Several photos relate to the military engagements in the region in 1903 or depict French colonial military forces. Among them is a group portrait of Frenchmen wounded in the combats near Taghit and “Mongai” on “August 17 and September 28, 1903;” a scene of the “funeral of captain Vauchez, 23 September 1903” (Marie Louis Vachez, 1865-1903, a captain of the Légion étrangère, died at the battle of El’Moungar); a scene of exhumation of the grave of “fourrier Lovy shot by the Berbers in the combat at Ksar El Azoudj on March 23, 1903” (Charles Lovy, 1880-1903, sergeant of the 2nd regiment of the tiralleurs algériens) and a closer photo of the Lovy’s grave and monument; a scene with General “Liautey” (Huber Lyautey, 1854-1934, commander of the French forces during the South-Oranese Campaign) riding with his suite near Igli; a portrait of two Berber prisoners “taken after the attack on Taghit on August 24, 1903” (their hands are tied with a rope); a photo of a tent of “Bou Hamama” (Cheikh Bouamama, 1833-1908, one of the leaders of the anti-French resistance in southwestern Algeria), a portrait of lieutenant Fischbach posing on camel near Béni Abbès, etc. Other photos show French military camps, “the convoy on the march,” “remnants of a convoy looted by Moroccans near Taghit,” a fort with a waving French flag, French soldiers standing guard in the dunes, Senegalese tirailleurs washing their clothes in a stream, “Spahis en éclaireurs,” “Méhariste” (camel driver), etc. Three photos depict French officers testing a machine gun in the desert near Béni Abbès in April 1907.

There are also interesting photos of Berber men in Colomb Bechar, two “Sahariens à Béni Abbès”, families, children, women getting water from the Oued Saoura, camel caravans, a native douar (camp) near Oued Guir, a “Saharian tent on the edge of the Erg,” etc. One photo shows the hermitage of “RRPP Foucault” – Charles de Foucauld (1858-1916), a French cavalry officer, traveller and later a Catholic priest and hermit who lived in solitude near Béni Abbès since 1901. De Foucauld led a life of a Christian mystic and studied the Tuareg culture, compiling the first Tuareg-French dictionary. He was assassinated in 1916, considered by the Catholic church to be a martyr and was beautified in 2005.
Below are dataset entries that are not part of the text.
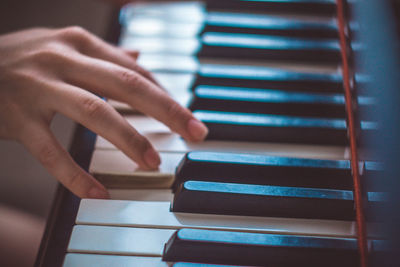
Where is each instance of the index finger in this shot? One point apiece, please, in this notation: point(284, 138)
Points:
point(122, 84)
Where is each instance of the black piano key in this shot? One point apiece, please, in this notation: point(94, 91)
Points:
point(192, 264)
point(312, 7)
point(264, 170)
point(270, 25)
point(273, 128)
point(256, 249)
point(236, 99)
point(253, 46)
point(262, 200)
point(264, 77)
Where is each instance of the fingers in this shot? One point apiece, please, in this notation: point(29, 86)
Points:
point(132, 53)
point(93, 46)
point(94, 113)
point(42, 144)
point(125, 85)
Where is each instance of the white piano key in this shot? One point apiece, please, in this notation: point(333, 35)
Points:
point(160, 45)
point(115, 170)
point(162, 195)
point(188, 11)
point(149, 25)
point(194, 12)
point(158, 215)
point(166, 141)
point(180, 63)
point(153, 26)
point(118, 240)
point(176, 84)
point(95, 260)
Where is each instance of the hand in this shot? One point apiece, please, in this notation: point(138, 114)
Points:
point(45, 71)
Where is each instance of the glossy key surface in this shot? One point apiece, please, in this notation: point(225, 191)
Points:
point(254, 46)
point(321, 7)
point(264, 24)
point(268, 101)
point(259, 249)
point(272, 128)
point(264, 170)
point(265, 77)
point(262, 200)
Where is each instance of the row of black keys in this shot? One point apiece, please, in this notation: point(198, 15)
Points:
point(256, 249)
point(256, 185)
point(260, 115)
point(312, 7)
point(259, 185)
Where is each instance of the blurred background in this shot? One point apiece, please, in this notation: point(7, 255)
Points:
point(24, 184)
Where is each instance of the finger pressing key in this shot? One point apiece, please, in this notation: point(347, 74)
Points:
point(39, 140)
point(94, 113)
point(122, 84)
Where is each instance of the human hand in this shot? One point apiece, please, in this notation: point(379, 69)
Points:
point(46, 71)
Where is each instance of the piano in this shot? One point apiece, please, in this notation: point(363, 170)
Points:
point(279, 180)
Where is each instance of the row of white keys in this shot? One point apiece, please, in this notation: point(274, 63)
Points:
point(139, 228)
point(166, 141)
point(115, 170)
point(189, 12)
point(157, 215)
point(113, 240)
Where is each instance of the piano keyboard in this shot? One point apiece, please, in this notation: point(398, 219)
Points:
point(271, 185)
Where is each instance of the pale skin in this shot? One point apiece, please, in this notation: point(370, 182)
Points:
point(49, 71)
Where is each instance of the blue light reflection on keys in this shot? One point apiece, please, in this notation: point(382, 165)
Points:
point(276, 191)
point(266, 42)
point(264, 73)
point(266, 120)
point(266, 239)
point(237, 158)
point(262, 21)
point(266, 95)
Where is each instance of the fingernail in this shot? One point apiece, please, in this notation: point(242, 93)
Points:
point(152, 158)
point(197, 129)
point(96, 192)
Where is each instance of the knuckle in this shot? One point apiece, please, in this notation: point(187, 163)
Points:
point(174, 110)
point(47, 55)
point(75, 179)
point(94, 107)
point(48, 154)
point(129, 77)
point(136, 141)
point(74, 34)
point(73, 31)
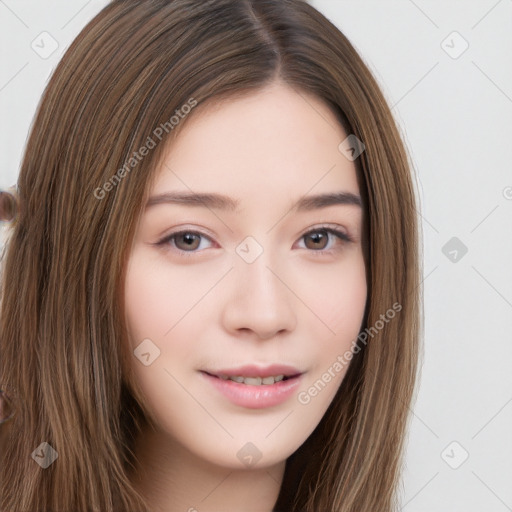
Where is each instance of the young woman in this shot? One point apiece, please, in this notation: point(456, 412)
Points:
point(210, 291)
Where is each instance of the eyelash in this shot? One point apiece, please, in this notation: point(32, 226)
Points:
point(343, 237)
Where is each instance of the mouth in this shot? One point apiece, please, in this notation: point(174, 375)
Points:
point(255, 387)
point(254, 381)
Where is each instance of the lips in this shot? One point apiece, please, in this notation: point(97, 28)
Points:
point(255, 387)
point(256, 375)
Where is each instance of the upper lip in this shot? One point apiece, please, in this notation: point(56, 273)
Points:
point(257, 371)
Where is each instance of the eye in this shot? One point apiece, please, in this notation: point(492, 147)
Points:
point(317, 239)
point(187, 242)
point(184, 241)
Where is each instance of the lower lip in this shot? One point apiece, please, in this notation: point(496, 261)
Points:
point(255, 397)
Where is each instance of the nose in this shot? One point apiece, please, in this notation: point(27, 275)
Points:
point(261, 301)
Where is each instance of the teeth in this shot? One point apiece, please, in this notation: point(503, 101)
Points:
point(254, 381)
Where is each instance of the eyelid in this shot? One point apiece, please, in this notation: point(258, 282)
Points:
point(333, 229)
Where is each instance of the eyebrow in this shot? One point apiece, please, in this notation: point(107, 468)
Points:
point(222, 202)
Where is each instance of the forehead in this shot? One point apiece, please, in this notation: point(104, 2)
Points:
point(271, 145)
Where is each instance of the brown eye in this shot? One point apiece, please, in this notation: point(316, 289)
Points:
point(319, 240)
point(187, 241)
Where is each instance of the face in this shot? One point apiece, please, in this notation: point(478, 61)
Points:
point(255, 287)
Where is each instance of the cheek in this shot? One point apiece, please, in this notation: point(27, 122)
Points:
point(158, 296)
point(336, 297)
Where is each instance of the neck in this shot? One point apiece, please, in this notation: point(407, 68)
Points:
point(173, 479)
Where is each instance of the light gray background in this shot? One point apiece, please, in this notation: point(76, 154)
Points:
point(455, 112)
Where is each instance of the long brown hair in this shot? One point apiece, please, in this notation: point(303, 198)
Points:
point(130, 70)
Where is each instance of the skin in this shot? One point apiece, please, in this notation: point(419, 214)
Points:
point(296, 304)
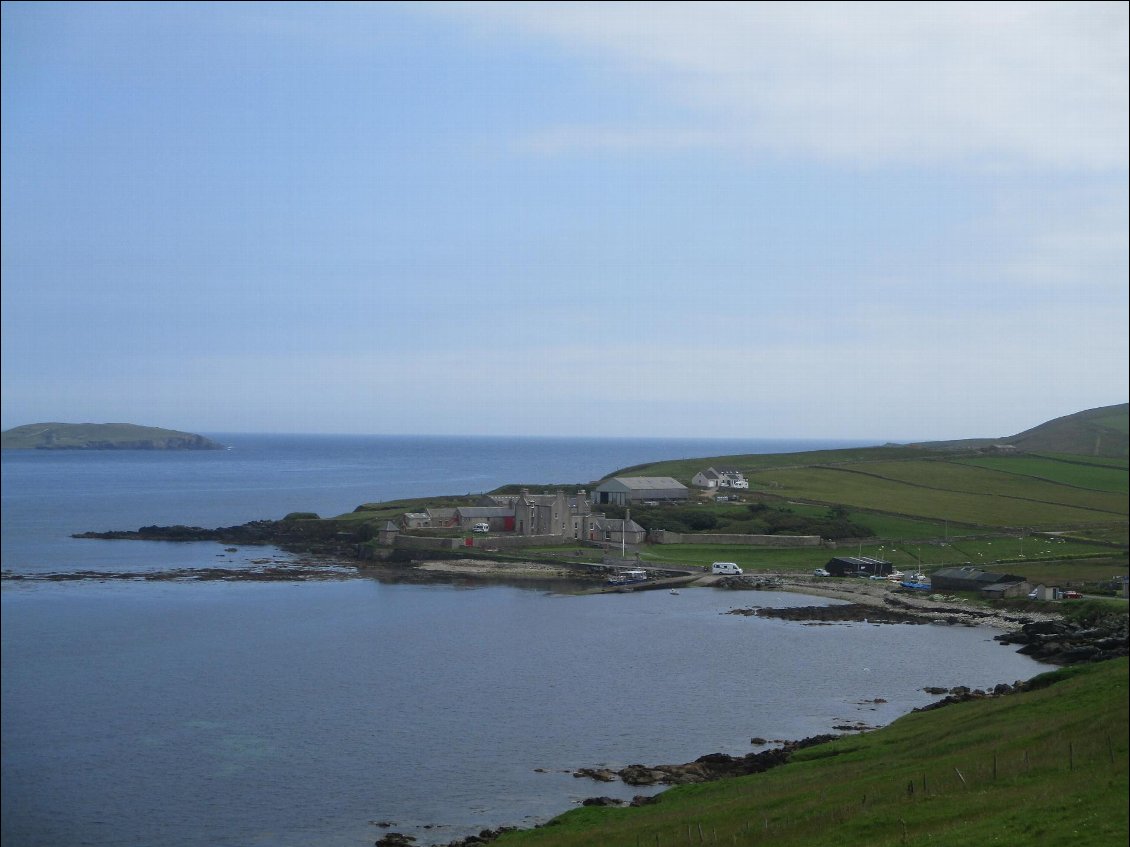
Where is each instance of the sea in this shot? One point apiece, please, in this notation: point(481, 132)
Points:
point(243, 714)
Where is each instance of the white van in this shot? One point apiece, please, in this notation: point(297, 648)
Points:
point(724, 567)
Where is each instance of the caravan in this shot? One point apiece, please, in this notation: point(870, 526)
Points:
point(726, 567)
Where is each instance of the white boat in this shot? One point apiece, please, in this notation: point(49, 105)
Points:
point(628, 577)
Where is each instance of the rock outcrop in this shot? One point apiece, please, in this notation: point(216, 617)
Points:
point(1065, 643)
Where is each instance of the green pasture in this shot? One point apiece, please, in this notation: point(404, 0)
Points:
point(1046, 767)
point(913, 499)
point(970, 479)
point(1103, 461)
point(884, 526)
point(1097, 478)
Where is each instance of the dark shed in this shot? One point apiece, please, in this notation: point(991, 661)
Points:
point(858, 565)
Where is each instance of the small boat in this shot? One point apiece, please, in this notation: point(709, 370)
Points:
point(916, 582)
point(628, 577)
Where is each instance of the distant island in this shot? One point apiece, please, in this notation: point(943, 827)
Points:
point(102, 436)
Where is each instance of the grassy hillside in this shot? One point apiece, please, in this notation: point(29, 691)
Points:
point(1046, 767)
point(102, 436)
point(1068, 473)
point(1094, 433)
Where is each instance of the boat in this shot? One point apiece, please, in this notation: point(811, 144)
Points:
point(628, 577)
point(916, 582)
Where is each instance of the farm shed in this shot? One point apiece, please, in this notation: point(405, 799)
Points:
point(857, 565)
point(706, 479)
point(968, 578)
point(625, 490)
point(1006, 590)
point(498, 517)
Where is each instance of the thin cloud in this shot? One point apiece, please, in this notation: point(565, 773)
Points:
point(979, 84)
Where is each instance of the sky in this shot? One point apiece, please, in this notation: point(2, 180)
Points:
point(888, 221)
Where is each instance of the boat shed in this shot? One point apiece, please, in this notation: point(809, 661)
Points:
point(626, 490)
point(859, 566)
point(968, 578)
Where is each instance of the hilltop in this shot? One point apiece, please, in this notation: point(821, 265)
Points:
point(1100, 431)
point(102, 436)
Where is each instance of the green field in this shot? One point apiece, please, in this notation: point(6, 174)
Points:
point(1045, 767)
point(857, 487)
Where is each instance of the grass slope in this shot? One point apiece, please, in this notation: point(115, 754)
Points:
point(79, 436)
point(1044, 767)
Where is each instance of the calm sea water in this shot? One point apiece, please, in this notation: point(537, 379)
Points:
point(297, 714)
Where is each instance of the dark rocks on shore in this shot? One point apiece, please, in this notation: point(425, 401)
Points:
point(1065, 643)
point(707, 768)
point(835, 613)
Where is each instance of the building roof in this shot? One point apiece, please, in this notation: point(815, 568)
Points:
point(616, 524)
point(485, 511)
point(973, 575)
point(857, 560)
point(646, 482)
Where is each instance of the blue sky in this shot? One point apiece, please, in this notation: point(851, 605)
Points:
point(874, 220)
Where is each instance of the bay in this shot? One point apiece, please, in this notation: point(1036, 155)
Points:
point(304, 713)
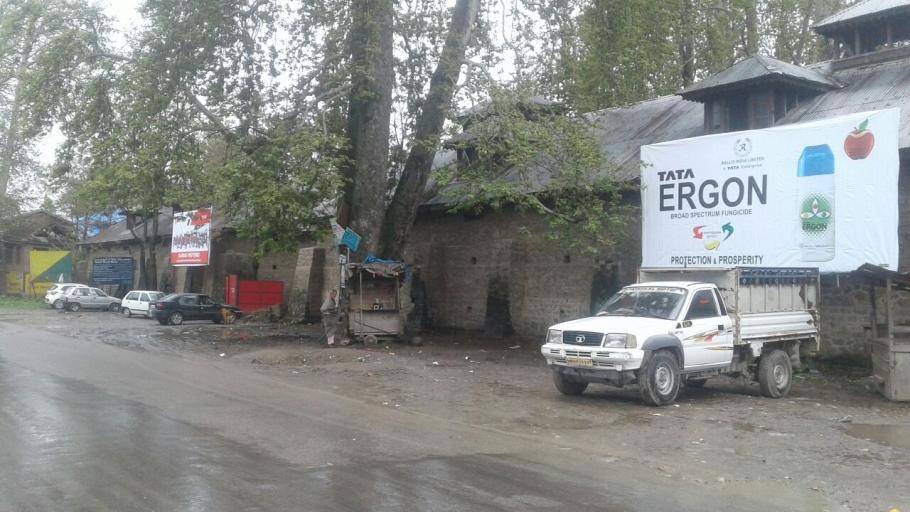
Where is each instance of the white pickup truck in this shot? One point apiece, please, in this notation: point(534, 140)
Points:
point(687, 325)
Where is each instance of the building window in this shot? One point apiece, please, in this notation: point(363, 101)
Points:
point(737, 113)
point(717, 115)
point(761, 110)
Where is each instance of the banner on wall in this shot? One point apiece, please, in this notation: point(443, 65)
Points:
point(190, 238)
point(112, 271)
point(47, 268)
point(817, 194)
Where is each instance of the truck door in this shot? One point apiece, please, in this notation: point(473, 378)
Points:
point(707, 332)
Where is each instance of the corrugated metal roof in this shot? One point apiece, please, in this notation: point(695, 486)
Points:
point(876, 87)
point(622, 131)
point(754, 68)
point(860, 10)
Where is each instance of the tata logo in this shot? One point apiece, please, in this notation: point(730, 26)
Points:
point(743, 146)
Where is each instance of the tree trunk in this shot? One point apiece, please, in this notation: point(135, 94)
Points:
point(409, 192)
point(8, 152)
point(751, 28)
point(687, 44)
point(369, 116)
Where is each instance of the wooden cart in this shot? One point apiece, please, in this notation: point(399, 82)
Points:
point(374, 306)
point(890, 343)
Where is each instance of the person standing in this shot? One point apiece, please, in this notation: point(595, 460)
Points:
point(329, 311)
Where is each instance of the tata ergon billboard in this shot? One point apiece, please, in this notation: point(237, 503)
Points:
point(191, 238)
point(816, 194)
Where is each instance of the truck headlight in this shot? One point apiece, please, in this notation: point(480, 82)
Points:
point(620, 341)
point(554, 336)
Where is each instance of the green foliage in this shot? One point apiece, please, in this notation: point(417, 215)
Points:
point(536, 158)
point(275, 190)
point(48, 53)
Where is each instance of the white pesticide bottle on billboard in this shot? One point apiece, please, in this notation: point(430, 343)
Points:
point(815, 196)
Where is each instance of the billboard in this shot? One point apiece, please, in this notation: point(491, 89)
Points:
point(46, 268)
point(190, 238)
point(818, 194)
point(112, 271)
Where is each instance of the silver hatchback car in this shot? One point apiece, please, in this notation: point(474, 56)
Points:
point(84, 297)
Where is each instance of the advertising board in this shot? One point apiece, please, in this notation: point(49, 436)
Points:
point(817, 194)
point(112, 270)
point(191, 238)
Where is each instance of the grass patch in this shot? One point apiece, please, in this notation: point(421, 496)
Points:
point(10, 302)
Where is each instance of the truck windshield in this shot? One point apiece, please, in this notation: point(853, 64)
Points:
point(649, 301)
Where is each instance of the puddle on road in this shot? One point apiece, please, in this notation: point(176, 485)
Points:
point(889, 435)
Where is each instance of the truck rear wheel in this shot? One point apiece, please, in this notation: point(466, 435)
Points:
point(775, 374)
point(695, 383)
point(658, 380)
point(567, 385)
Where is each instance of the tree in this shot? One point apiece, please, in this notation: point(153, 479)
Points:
point(47, 53)
point(541, 159)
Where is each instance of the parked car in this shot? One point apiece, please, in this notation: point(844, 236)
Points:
point(85, 297)
point(137, 302)
point(685, 326)
point(175, 308)
point(54, 296)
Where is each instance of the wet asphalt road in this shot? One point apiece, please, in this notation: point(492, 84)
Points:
point(87, 426)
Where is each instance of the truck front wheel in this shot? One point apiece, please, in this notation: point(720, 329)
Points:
point(567, 385)
point(658, 379)
point(775, 374)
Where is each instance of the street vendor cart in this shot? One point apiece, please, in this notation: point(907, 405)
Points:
point(374, 306)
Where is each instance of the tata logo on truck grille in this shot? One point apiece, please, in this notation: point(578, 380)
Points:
point(582, 338)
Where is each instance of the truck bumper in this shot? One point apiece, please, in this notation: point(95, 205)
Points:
point(594, 364)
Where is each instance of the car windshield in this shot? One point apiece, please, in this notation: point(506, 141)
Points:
point(649, 301)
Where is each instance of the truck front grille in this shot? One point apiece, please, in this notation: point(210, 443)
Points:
point(590, 339)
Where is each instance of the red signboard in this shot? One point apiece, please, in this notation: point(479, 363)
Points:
point(251, 296)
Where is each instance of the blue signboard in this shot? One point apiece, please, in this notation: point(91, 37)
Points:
point(112, 271)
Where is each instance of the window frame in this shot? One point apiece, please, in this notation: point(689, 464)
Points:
point(695, 294)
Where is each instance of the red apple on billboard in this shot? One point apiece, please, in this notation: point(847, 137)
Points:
point(859, 142)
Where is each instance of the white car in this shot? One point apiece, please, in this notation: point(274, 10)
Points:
point(137, 302)
point(54, 296)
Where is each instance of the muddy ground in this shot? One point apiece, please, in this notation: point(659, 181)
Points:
point(834, 435)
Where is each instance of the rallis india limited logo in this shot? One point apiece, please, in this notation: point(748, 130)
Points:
point(815, 214)
point(742, 147)
point(712, 236)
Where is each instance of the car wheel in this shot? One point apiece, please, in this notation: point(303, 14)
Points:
point(775, 374)
point(695, 383)
point(658, 380)
point(568, 385)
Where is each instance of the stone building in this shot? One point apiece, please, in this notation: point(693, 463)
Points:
point(471, 263)
point(301, 271)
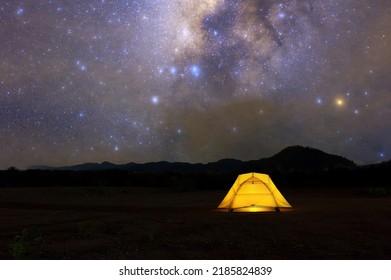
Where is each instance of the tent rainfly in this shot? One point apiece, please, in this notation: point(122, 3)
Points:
point(254, 192)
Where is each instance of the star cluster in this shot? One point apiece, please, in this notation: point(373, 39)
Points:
point(196, 80)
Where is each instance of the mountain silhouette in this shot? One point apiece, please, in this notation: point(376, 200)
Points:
point(293, 158)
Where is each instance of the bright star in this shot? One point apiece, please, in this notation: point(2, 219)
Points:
point(195, 71)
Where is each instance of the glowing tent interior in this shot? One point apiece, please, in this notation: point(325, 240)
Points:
point(254, 192)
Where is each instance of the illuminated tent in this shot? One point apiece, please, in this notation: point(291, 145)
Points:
point(254, 192)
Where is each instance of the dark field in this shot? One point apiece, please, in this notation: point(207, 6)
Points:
point(153, 223)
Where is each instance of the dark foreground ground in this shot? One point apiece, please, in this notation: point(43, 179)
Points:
point(148, 223)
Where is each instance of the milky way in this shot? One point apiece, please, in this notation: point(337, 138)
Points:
point(197, 81)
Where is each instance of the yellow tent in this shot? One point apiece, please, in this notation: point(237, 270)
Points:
point(254, 192)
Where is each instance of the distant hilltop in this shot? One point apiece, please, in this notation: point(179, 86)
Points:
point(293, 158)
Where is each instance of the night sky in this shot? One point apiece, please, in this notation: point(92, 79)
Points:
point(195, 81)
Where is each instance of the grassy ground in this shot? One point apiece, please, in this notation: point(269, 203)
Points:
point(150, 223)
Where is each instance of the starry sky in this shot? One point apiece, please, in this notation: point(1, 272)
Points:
point(192, 80)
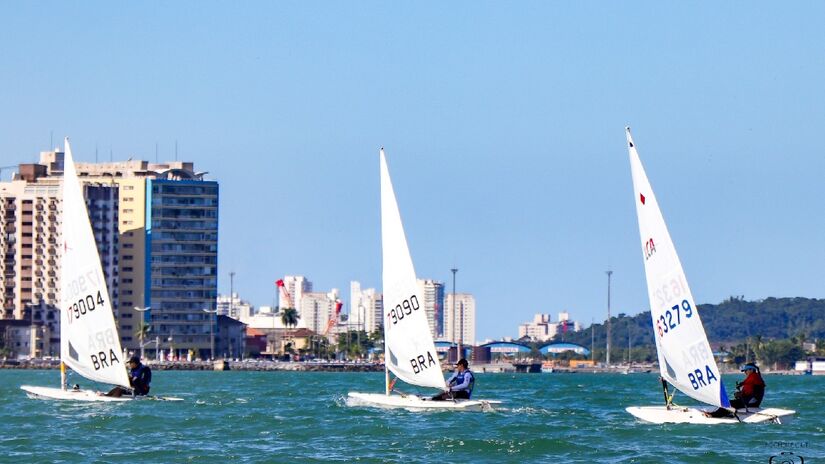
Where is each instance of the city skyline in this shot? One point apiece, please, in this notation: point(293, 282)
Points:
point(503, 128)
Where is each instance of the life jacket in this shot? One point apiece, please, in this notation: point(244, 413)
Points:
point(753, 390)
point(460, 378)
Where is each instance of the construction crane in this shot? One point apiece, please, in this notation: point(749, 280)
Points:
point(334, 319)
point(5, 167)
point(284, 293)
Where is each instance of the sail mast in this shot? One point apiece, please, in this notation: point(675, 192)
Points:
point(89, 339)
point(685, 357)
point(409, 350)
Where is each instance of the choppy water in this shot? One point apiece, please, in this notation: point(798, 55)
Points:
point(302, 417)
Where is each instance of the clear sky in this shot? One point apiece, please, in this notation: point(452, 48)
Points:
point(503, 125)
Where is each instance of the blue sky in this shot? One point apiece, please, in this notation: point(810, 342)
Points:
point(503, 126)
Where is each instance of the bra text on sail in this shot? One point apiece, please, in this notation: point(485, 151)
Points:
point(100, 359)
point(420, 362)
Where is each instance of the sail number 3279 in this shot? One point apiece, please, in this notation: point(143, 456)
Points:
point(405, 308)
point(672, 317)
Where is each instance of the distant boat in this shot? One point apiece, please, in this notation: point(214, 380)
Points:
point(89, 340)
point(410, 352)
point(685, 357)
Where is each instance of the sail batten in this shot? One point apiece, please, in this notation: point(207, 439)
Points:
point(89, 339)
point(409, 343)
point(685, 357)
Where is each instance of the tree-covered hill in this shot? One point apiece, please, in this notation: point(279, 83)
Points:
point(733, 321)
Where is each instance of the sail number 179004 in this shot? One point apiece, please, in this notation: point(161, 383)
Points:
point(85, 305)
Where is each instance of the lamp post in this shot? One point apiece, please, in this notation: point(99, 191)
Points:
point(609, 274)
point(32, 331)
point(211, 329)
point(455, 322)
point(142, 324)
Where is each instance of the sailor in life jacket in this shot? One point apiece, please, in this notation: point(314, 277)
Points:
point(749, 392)
point(460, 384)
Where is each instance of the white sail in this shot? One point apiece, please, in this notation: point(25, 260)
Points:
point(685, 357)
point(89, 341)
point(410, 351)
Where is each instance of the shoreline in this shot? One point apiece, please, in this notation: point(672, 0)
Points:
point(349, 366)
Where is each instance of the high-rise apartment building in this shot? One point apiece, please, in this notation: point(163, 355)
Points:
point(366, 308)
point(297, 287)
point(432, 293)
point(317, 309)
point(233, 306)
point(460, 321)
point(540, 329)
point(156, 230)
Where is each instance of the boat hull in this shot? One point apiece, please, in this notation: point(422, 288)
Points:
point(417, 403)
point(48, 393)
point(682, 415)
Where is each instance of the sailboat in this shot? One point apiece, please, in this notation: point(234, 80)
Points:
point(685, 359)
point(89, 340)
point(409, 350)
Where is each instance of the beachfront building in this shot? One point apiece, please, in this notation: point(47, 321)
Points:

The second album also contains interesting series of over twenty photos taken on a vaccination trip of “Doctor Perrin” in the Oued Saoura valley in March 1907. The photos show “sortie en grande pompe de Béni Abbès,” first stop at “Merrouma” (Marhouma), the doctor vaccinating and “giving help” at “Bourlouf”, entering Bechir and “Tametert” (Tamtert), going along the Grand Erg Occidental, “Ksar de Tamtert.” Several photos portray the doctor and a French woman (possibly, his wife or partner) on the dunes near “Merrouma,” posing with a native woman, resting in a tent, etc. Overall a historically important content-rich source on the history of the South-Oranese military campaign in western Algeria in 1903-1907.